Viele Gruesse, Steffen


----------



## MTB-News.de




----------



## leberwurst (14. Mai 2004)

Hi, 

ich kann mir vorstellen welchen Trail Du meinst - Beschreibung ist allerdings in der Tat schlecht. Wir wollten die nächsten Wochen mal einen Nightride     von wiesbaden aus starten (Nerotal o. ä.) um besagten Trail (verläuft meines Wissens unter der Strom/Telekomleitungstrasse) auch unter die Lupe zu nehmen. Den Spaß werden wir aber nochmals hier im Forum ankündigen.

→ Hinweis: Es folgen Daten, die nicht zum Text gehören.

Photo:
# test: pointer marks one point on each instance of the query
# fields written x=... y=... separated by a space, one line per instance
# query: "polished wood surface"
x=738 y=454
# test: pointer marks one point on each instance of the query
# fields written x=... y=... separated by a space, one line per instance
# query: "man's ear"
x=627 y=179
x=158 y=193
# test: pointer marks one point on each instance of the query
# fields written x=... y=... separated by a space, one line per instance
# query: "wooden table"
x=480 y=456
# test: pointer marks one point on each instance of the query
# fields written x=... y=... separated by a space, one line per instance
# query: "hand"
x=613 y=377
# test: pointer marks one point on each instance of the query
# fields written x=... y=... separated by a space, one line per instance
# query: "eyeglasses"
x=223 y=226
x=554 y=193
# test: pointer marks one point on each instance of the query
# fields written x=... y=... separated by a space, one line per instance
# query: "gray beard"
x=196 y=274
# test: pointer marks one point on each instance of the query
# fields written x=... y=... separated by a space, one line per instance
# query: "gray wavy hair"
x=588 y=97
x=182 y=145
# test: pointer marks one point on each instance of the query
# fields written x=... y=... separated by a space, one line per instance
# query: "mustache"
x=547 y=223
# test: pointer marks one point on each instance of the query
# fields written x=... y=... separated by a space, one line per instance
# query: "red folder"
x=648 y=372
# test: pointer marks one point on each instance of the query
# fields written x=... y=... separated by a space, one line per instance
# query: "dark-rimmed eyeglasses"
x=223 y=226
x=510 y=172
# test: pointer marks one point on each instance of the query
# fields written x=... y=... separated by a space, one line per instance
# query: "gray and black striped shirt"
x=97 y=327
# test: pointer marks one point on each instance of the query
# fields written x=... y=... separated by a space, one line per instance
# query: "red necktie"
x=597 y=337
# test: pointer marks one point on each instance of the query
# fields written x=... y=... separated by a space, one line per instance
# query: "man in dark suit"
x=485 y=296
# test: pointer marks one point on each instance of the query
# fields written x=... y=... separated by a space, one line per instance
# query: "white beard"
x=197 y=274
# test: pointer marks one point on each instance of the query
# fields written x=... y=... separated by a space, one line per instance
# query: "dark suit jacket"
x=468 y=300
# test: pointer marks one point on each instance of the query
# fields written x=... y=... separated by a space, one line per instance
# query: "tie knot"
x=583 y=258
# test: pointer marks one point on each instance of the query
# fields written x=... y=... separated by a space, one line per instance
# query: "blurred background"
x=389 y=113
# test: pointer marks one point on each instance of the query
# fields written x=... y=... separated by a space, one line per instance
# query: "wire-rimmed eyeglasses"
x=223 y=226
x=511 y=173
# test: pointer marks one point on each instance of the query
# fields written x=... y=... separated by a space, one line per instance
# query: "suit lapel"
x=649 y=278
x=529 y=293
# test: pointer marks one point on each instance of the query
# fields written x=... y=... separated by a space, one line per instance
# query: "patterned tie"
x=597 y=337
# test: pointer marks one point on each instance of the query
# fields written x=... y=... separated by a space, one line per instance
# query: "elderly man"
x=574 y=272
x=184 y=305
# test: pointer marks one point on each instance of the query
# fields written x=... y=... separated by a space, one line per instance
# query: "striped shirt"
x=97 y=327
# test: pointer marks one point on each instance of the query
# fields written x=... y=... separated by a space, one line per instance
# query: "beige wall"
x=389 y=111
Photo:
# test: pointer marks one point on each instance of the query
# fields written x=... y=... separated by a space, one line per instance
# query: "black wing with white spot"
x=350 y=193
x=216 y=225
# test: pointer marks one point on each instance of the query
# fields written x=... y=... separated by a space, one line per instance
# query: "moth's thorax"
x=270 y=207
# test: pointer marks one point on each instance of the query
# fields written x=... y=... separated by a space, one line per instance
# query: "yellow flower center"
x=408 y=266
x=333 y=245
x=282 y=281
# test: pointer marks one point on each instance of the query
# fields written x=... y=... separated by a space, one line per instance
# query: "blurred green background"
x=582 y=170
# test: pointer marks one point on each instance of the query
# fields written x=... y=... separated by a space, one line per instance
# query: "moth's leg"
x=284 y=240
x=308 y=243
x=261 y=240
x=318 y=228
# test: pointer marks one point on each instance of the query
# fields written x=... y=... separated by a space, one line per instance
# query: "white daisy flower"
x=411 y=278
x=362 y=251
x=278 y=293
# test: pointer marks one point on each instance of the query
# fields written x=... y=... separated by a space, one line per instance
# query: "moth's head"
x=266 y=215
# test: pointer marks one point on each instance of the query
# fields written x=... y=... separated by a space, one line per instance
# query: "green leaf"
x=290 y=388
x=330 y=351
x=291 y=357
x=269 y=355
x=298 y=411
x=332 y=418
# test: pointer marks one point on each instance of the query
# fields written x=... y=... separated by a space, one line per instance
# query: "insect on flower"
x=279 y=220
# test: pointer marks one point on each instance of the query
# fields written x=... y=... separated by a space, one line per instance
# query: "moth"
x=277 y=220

Bezüglich Trails nähe Eppstein: 
Bin heute gerade einen genialen Trail (ca. 6 km? -Tacho defekt) von Lorsbach Richtung Eppstein gefahren (schwarzes Rechteck). Ich muß sagen ich war wirklich überrascht einen solchen Trail hier zu finden, schließlich verließ die bisherige Suche hier recht erfolglos (kleiner Tipp: ais richtung Lorsbach kommend nach passieren des Kaisertempels nach ca. 50m die erkennbare Abfahrt nehmen und die Straße rechtsliegen lassen - echt krass!!!) Ebenfalls klasse ist nach Langenhein aus Richtung Lorsbach kommend die Markierung "roter Hirsch" (beginnt aus Richtung Eppstein die Straße kommend am Ortsende auf der rechten Seiten - Bahnübergang) .Ca. 1 km nach Querung der Straße dann weiter auf dem roten Balken nach Langenhein. Von dort zum Bahai Tempel, dran vorbei und an dem Wanderparkplatz auf der rechten Seite ebenfalls rechtsabbiegen und der Markierung  (schwarzer Punkt)wieder nach Lorsbach runter folgen.

Ich werde in absehbarer Zeit nochmal eine Taunustour (startend in Langenhein oder Breckenheim) zum Altkönig anbieten, in welcher u .a. alle eben besagten Trails vorkommen. 

Gruß
leberwurst II


----------



## Vega (15. Mai 2004)

danke fuer die tips. werde mich, vlt sogar morgen schon, anhand der beschreibungen mal auf die suche machen.

habe uebrigens auch ne ganz nette abfahrt entdeckt. wenn man auf dem parkplatz schlaeferskopf richtung gasthaus schaut, links den huegel hoch und dann wurzelig und steinig steil nach unten. an der ertsen abzweigung links und dann geht's noch ne weile ein bisschen softer den berg runter. ist eine ziemlich kurze passage aber eben anfangs recht steil...

vlt. sieht man sich ja mal bei einer eurer touren

so long
Vega


----------